Three hundred and sixty-seven days ago…

I arrived in this city on 2.6.12 after a harrowingly long cross-country journey which involved seeing deer staring at me on the side of the road in the Ozarks’s pitch black darkness, stopping for imperative naps in a rest area/at the entrance to an Indian reservation/just slap-dab on the side of the road, and two nights in hotel rooms where I got about four hours of sound sleep both nights. The day after I arrived in lovely Las Vegas–on 2.7.12–I had an interview with the Bellagio front office manager. (I’d post the picture of me in the Bellagio conservatory right before my interview, but it’s such a testament to what godawful, grainy photos old cell phones took that I won’t subject anyone to it again.) A month passed before I finally got a job, after several interviews. I’m thankful for the job I have–hours I’m accustomed to, set days off, and good benefits–but here I am a year later not outrageously overjoyed to find myself where I’m currently at in my life. On the verge of turning 33, I feel like I’ve left ho-hum, suburban Atlanta for the ho-hum, day-to-day desert life of Las Vegas. It’s not a bad life; in fact, I’m very happy most days. I have a wonderful living arrangement–how can three single people live in the same house and barely run across one another? I like my little hotel; it’s not fancy or big like Bellagio, but I have my run of the place when I work, and plenty of free time to do as I please on my overnight shift. So I shan’t complain. No really, I won’t.

If it ain't broke, don't knock the genie bottle onto the floor!

As Salem illustrates the opposite of: If it ain’t broke, don’t knock the genie bottle onto the floor!

For those who’ve never had the experience of moving 2000+ miles away, I’ll say this: I’ve come to realize in the last year that so many of the identifying traits I defined myself by for 32 years don’t really matter so much to other people. I defined myself by my family, my hometown, my high school and college, and even more personal traits like dealing with depression and alcoholism. The funny thing about when one moves so far away is that not only can one easily get a fresh start, but no one knows enough about the particulars of your origin and/or backstory to judge you. Most anyone in the AA meetings I’ve attended is not a Las Vegas native; no one’s there to question anyone else’s upbringing, family history, or past mistakes. The same could honestly be said of anyone I work with; of the 20 or so employees at my hotel, only a couple are Las Vegas natives. We all come from very different places with unique backgrounds–it’s a very moot point to know particulars of each other’s upbringings. I’m not sure how much that applies to workplaces in small towns, such as the one I’m from. It’s a perspective one only gets when they move far, far away, I suppose.

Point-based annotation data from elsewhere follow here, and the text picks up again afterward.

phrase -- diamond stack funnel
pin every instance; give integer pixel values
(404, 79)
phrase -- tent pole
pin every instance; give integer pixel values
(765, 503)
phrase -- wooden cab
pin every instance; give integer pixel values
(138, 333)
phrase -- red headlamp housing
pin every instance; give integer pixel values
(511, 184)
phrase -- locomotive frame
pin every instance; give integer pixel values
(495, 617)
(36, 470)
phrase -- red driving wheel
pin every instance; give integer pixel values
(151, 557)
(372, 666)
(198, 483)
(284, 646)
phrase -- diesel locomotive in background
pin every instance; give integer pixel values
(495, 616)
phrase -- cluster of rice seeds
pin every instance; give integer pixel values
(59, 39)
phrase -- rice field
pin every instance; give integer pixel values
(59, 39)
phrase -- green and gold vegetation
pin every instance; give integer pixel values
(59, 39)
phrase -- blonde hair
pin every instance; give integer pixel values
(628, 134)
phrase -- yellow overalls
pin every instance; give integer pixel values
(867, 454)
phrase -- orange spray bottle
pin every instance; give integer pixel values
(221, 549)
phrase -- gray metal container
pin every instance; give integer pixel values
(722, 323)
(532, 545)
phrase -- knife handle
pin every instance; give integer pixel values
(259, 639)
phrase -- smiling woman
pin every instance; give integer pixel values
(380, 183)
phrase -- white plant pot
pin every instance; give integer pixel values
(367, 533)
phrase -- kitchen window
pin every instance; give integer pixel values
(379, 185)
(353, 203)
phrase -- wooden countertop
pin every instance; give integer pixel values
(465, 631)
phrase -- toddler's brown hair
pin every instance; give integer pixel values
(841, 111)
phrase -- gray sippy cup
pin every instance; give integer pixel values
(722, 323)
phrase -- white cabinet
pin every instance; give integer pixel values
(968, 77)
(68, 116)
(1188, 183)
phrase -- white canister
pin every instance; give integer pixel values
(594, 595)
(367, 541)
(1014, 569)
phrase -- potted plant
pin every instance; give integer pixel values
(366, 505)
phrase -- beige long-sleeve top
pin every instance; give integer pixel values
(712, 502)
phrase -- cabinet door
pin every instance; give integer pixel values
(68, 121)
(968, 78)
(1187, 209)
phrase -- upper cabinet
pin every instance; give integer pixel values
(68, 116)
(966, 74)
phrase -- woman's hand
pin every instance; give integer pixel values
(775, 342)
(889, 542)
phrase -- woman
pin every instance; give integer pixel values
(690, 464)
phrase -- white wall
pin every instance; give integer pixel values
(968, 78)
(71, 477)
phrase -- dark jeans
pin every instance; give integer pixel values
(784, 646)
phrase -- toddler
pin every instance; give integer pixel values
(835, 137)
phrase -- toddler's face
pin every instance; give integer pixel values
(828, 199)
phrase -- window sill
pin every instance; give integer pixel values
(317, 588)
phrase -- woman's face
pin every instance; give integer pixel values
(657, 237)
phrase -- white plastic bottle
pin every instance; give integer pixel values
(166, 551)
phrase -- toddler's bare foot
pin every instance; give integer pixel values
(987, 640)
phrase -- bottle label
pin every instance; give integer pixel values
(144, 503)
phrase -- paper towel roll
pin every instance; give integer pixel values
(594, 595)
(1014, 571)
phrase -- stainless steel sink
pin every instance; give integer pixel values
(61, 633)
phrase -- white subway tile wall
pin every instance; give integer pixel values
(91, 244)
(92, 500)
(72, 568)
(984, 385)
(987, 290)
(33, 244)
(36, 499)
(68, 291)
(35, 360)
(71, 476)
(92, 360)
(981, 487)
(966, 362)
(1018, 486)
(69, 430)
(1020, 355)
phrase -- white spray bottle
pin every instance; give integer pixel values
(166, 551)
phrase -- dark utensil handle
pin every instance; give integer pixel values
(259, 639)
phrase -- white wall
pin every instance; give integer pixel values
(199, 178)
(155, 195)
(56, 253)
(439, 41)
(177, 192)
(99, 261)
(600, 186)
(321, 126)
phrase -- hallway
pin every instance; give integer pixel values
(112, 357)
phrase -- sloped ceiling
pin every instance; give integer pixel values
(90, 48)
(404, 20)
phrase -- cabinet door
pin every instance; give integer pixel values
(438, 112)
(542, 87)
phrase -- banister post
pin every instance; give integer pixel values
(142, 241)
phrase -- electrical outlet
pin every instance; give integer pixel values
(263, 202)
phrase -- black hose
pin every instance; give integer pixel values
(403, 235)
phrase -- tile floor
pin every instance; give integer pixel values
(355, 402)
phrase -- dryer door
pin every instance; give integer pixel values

Where am I going with all this? Good question…perhaps Las Vegas is unique in that most people who live here aren’t from here or anywhere near here. It’s a melting pot where I can attend a Methodist church and be in the same sanctuary with Asian, black, Hispanic, and white members; that’s something I would’ve never experienced back in Georgia. The gift of joining such a diverse church is something that–subconsciously or not–will mold me and shape me for the rest of my life. Yet another reason I’m glad I put myself in a situation quite unlike anything I’d experienced up until this point in my life. We live and we learn, and I learn best by experiences. And mistakes, of course.

We don't have camels in the Nevada desert, but I really just wanted an excuse to insert this GIF in the blog.

We don’t have camels in the Nevada desert, though I really just wanted an excuse to insert this GIF in the blog.

So yes, being a resident of Neh-vaad-ah for a year has taught me much. I’m still very, very much a proud Georgian: I absentee vote in my hometown and have managed to hold on to my Georgia driver’s license (which enabled said voting, thankfully). I won’t live in the desert forever; who knows where I’ll even be blogging my meandering thoughts from a year from now. I don’t know, and I’m not sure I’d want to know right this minute, though it would indeed make things easier. In the words of Marnie from last Sunday’s episode of Girls,

“I don’t know what the next year of my life is gonna be like at all. I don’t even know what the next week of my life is gonna be like. I don’t know what I want. Sometimes I just wish someone would tell me, like, this is how you should spend your days. And this is how the rest of your life should look.”

Guess what, Marnie? That’s not the way life works. But don’t worry, I’ll remind you of that in precisely 367 days. Better yet, you’ll remind yourself of that fact.